Mustafa Haid is a Syrian human rights researcher. He says that the military is moving to control the city before international demands are realized for a humanitarian corridor to deliver aid.
“They talk about these these secure lines for humanitarian aid and buffer zones, some countries have started talking about that,” Haid says. “It sounds like the regime knew Idlib would be the perfect place to do such things. And that’s why they want to make sure they’d keep Idlib under control.”
Human Rights Watch released a press statement Tuesday condemning the use of anti-personnel mines in the border regions.
Haid says he saw the mines in the field during his research.
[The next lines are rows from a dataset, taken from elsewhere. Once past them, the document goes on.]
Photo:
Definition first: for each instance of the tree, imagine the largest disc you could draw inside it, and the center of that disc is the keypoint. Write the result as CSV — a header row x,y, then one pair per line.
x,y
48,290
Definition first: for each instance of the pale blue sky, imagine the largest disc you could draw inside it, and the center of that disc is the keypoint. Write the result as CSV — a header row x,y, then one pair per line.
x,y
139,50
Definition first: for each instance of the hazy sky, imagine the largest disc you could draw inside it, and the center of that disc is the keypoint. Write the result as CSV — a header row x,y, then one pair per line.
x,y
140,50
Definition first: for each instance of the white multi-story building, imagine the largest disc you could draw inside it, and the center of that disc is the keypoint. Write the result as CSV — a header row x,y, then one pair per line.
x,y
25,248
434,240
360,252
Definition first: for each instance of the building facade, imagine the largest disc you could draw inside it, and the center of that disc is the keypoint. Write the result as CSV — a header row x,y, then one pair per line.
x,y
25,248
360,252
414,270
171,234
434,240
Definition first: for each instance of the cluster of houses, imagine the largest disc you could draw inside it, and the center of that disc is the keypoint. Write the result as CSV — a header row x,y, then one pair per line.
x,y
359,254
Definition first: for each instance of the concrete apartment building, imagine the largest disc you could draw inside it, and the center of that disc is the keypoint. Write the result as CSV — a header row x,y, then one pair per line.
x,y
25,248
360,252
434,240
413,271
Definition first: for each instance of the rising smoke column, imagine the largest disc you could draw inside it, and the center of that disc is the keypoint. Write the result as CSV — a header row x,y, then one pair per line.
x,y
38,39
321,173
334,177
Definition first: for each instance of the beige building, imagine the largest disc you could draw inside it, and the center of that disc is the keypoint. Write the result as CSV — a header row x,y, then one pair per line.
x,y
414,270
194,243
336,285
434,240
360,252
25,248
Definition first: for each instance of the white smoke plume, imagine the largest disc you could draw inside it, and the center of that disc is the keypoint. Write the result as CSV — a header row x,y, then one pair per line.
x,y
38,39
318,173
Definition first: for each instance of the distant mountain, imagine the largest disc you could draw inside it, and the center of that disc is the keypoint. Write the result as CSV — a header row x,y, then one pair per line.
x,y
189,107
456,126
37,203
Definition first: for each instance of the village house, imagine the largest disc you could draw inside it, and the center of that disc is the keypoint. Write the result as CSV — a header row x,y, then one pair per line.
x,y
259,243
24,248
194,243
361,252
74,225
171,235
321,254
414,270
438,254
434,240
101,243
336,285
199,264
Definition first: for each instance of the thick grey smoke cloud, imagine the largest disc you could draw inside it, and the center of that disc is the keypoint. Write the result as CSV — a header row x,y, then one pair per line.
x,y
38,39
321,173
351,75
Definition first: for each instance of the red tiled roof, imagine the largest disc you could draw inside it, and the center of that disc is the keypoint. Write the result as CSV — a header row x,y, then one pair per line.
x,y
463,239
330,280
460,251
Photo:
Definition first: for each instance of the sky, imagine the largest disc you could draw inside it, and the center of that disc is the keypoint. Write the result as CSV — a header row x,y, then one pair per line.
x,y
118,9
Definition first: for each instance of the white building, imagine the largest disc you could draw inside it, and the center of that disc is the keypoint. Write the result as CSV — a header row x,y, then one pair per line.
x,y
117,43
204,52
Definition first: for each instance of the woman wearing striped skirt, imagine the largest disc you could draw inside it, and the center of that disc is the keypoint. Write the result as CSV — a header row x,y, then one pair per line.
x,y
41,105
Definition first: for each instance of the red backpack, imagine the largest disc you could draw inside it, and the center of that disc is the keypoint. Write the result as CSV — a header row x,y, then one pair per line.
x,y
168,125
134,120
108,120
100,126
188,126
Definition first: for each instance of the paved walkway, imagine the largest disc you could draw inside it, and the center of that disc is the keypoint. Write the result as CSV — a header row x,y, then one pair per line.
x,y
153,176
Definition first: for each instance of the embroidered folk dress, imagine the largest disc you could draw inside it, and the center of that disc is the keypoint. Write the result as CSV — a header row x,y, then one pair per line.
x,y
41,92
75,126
“This kind of mine is Russian-made and it’s called BMN2,” he says. “It’s also a pressure mine, only 15 kilograms [33 lbs] are needed to explode it, its not 30 or 40 [66 or 88 lbs]. It’s even anti-children. Which means that they didn’t put it there because they are afraid of the Free Syrian Army going back and forth to Turkey. They just want to kill people. They are placed in known refugee crossings.”
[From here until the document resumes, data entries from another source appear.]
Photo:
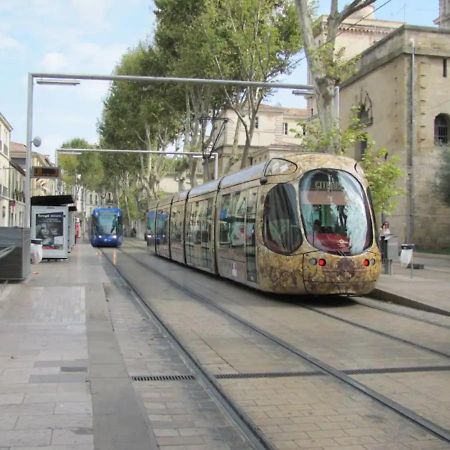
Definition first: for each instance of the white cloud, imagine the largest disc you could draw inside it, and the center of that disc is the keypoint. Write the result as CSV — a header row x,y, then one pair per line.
x,y
54,62
7,43
84,57
92,13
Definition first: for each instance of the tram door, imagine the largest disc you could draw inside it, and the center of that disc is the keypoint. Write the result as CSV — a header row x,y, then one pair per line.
x,y
250,237
237,251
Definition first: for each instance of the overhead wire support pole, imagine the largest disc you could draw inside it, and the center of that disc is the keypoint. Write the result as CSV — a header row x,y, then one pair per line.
x,y
78,151
264,84
74,78
29,152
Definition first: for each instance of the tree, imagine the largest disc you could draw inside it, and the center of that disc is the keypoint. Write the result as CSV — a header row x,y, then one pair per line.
x,y
325,65
252,40
81,170
138,116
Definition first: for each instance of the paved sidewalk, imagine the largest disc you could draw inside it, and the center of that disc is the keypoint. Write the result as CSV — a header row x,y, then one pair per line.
x,y
63,382
427,289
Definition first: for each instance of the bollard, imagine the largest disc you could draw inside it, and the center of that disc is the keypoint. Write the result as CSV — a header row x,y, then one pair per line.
x,y
408,255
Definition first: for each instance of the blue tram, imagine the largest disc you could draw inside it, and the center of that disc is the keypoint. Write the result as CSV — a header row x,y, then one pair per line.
x,y
106,227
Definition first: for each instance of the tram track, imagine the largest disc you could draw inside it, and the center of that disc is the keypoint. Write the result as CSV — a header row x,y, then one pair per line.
x,y
321,366
251,432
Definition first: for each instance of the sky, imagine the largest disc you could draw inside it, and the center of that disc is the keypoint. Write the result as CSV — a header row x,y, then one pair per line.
x,y
89,37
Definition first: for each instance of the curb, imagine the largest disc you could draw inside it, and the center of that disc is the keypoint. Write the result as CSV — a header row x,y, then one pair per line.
x,y
389,297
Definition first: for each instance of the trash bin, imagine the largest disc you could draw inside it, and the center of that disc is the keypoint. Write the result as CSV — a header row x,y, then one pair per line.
x,y
389,250
406,254
14,253
36,251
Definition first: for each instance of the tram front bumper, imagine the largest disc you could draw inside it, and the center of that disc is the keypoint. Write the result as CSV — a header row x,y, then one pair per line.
x,y
325,274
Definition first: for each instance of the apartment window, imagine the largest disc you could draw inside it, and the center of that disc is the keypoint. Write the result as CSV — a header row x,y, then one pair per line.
x,y
441,125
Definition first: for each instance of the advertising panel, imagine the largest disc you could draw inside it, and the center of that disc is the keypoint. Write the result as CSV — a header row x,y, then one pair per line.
x,y
49,223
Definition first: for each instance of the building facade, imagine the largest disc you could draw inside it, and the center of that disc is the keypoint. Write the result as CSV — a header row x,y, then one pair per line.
x,y
5,139
403,87
276,134
39,186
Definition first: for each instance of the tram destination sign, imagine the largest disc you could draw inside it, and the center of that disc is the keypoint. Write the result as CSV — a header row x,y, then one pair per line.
x,y
45,172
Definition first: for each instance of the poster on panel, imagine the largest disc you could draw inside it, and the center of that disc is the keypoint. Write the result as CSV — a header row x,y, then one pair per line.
x,y
50,224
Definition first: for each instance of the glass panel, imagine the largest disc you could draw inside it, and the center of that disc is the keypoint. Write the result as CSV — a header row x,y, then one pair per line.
x,y
335,212
250,242
162,223
224,221
278,166
108,223
281,223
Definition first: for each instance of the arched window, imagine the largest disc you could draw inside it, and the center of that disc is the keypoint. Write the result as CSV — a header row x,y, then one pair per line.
x,y
441,125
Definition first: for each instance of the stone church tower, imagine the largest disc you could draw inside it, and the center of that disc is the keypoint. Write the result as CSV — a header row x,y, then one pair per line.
x,y
443,21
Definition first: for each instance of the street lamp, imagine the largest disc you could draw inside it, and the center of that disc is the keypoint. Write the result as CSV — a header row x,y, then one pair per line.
x,y
36,141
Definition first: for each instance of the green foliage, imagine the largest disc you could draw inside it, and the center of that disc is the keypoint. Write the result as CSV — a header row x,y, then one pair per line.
x,y
85,169
382,173
442,184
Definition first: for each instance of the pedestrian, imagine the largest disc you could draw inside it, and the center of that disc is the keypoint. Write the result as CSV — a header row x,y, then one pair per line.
x,y
384,233
384,230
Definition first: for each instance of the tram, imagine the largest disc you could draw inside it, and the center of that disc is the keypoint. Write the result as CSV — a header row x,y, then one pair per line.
x,y
302,225
106,228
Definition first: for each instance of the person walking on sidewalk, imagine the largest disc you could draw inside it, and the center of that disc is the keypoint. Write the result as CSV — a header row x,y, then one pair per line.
x,y
384,232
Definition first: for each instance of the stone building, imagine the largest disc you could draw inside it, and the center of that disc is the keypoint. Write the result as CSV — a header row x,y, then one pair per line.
x,y
274,135
403,87
39,186
5,138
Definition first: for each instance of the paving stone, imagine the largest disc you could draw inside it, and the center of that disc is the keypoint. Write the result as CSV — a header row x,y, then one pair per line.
x,y
25,437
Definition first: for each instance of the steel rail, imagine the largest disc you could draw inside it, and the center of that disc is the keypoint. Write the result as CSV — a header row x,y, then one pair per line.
x,y
240,418
378,332
416,419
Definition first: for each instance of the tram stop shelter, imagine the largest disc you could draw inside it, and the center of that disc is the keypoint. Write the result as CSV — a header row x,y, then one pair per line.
x,y
51,221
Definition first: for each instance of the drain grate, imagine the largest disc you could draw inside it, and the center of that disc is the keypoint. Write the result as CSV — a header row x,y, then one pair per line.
x,y
236,376
163,377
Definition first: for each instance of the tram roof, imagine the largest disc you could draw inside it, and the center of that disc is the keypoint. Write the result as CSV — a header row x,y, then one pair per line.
x,y
250,173
205,188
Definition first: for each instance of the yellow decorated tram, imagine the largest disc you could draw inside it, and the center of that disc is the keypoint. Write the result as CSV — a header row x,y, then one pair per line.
x,y
302,225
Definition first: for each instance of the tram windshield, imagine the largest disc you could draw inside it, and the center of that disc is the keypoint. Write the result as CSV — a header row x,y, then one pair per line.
x,y
335,212
107,222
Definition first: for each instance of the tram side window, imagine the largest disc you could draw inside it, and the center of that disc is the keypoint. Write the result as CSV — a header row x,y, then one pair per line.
x,y
237,225
162,221
281,222
176,224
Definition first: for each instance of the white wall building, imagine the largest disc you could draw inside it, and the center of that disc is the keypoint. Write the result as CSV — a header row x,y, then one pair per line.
x,y
5,138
Haid met a Syrian living along the border who received anti-mining training during his military service. The man personally removed 300 mines near his home but had no training in how to defuse them.
“He crossed like 10 km [about 6.2 miles] with one in his hand to show it to me just to take a photo to show me for proof that they are placing landmines,” Haid said.
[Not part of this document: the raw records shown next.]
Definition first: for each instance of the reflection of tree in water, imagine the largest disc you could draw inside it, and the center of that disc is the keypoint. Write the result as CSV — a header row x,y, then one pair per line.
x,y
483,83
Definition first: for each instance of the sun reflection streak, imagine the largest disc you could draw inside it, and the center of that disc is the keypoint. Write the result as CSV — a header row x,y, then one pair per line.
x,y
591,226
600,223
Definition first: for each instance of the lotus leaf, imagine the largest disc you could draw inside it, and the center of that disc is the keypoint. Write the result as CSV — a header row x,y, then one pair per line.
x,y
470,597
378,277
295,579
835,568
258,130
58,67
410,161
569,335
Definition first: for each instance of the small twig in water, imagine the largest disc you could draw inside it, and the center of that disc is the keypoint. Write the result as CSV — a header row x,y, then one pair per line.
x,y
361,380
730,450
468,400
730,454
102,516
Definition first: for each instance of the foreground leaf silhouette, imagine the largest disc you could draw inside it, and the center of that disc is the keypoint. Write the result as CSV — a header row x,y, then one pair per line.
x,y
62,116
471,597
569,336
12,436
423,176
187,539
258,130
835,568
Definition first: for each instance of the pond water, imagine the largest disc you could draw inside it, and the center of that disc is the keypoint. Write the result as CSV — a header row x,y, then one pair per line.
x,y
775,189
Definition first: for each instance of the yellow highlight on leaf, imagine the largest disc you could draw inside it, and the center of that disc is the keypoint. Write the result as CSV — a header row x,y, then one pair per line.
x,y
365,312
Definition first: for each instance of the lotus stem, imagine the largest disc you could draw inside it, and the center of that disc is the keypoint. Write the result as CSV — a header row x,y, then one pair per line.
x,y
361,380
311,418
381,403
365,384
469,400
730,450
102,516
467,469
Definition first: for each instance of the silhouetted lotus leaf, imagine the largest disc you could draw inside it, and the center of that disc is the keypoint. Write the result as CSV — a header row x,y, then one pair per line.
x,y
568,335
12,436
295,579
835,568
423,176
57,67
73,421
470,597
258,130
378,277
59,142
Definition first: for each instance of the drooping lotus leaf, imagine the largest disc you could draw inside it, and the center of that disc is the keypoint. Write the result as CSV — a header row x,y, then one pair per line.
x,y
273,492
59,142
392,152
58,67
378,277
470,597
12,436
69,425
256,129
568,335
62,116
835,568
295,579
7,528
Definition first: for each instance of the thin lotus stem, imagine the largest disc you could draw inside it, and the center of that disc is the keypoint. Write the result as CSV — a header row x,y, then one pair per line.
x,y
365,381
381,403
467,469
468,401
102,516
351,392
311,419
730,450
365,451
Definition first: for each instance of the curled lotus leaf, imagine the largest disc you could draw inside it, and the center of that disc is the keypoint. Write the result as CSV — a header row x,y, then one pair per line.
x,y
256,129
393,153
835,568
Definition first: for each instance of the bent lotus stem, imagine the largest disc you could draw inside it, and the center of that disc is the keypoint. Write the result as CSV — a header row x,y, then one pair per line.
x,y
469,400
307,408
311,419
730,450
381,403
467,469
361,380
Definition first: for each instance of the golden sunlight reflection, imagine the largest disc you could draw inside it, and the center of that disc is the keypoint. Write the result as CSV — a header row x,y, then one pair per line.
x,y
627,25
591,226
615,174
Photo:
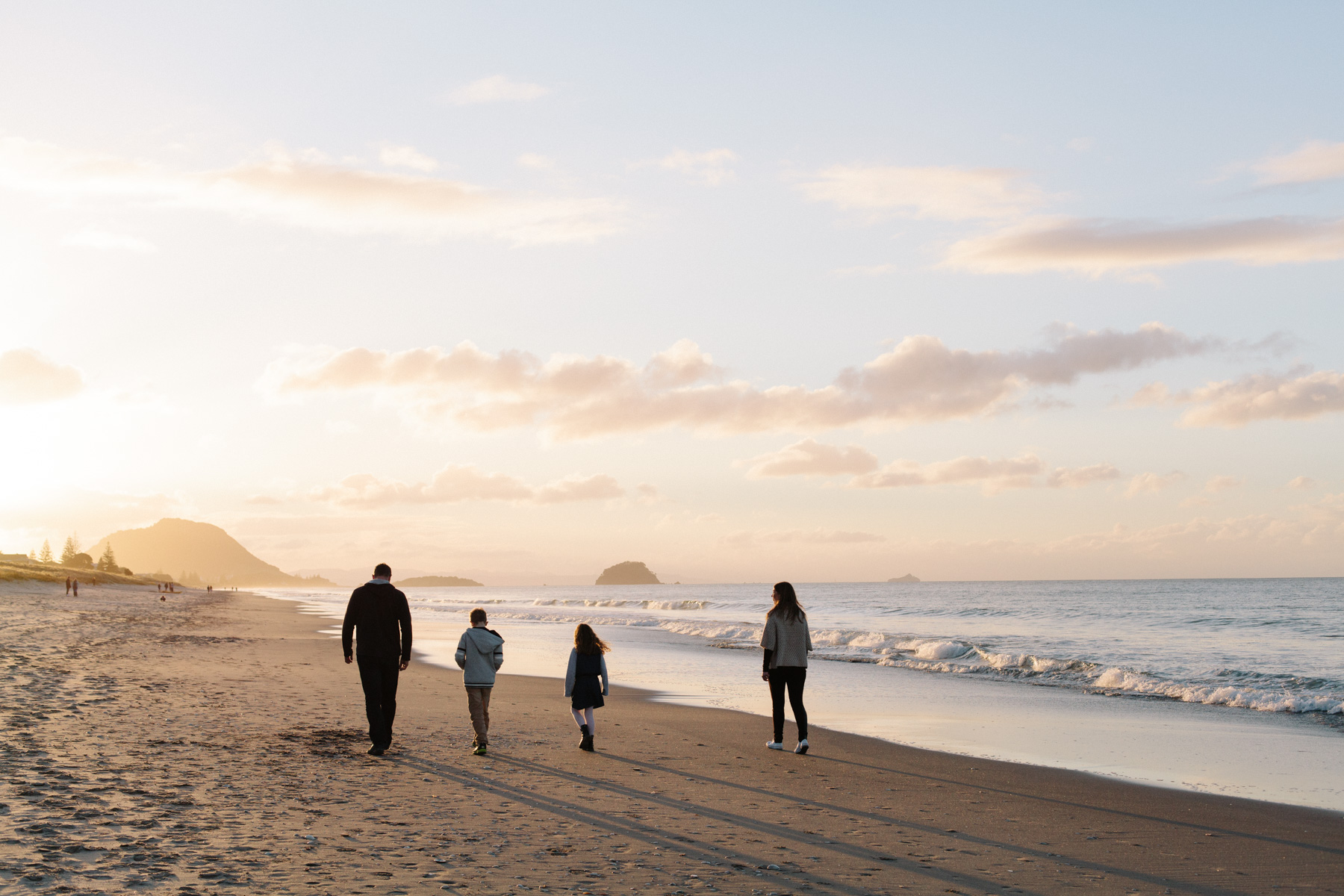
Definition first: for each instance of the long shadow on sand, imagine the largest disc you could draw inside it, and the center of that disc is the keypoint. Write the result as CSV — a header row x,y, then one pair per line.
x,y
656,836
Leaders of the FSA believe the new Assad offensive is about projecting power rather than capturing land. Captain Ayham al-Kurdi is an FSA commander. He says the government has been sending forces to Idlib for several weeks. Al-Kurdi doesn’t expect Assad to destroy the entire city but just a neighborhood, to set an example.
“He wants to terrorize Idlib by staging strategic attacks and create maximum terror among the civilians,” says al-Kurdi. “He is making a massacre in each city in the north. And just like they did in Hama, in the massacre of 1982, the rest of the country was so afraid that they did not even react.
Al-Kurdi says Idlib has opposed the regime since Bashar Al Asaad’s father — Hafez Al Assad — first took power in the 1970s. Recent government gains have driven almost all of the rebels out of the cities. Al Kurdi says Idlib will be a hard battle, and a long battle, because the mountainous terrain of northern Syria is favorable to the rebels’ guerrilla tactics.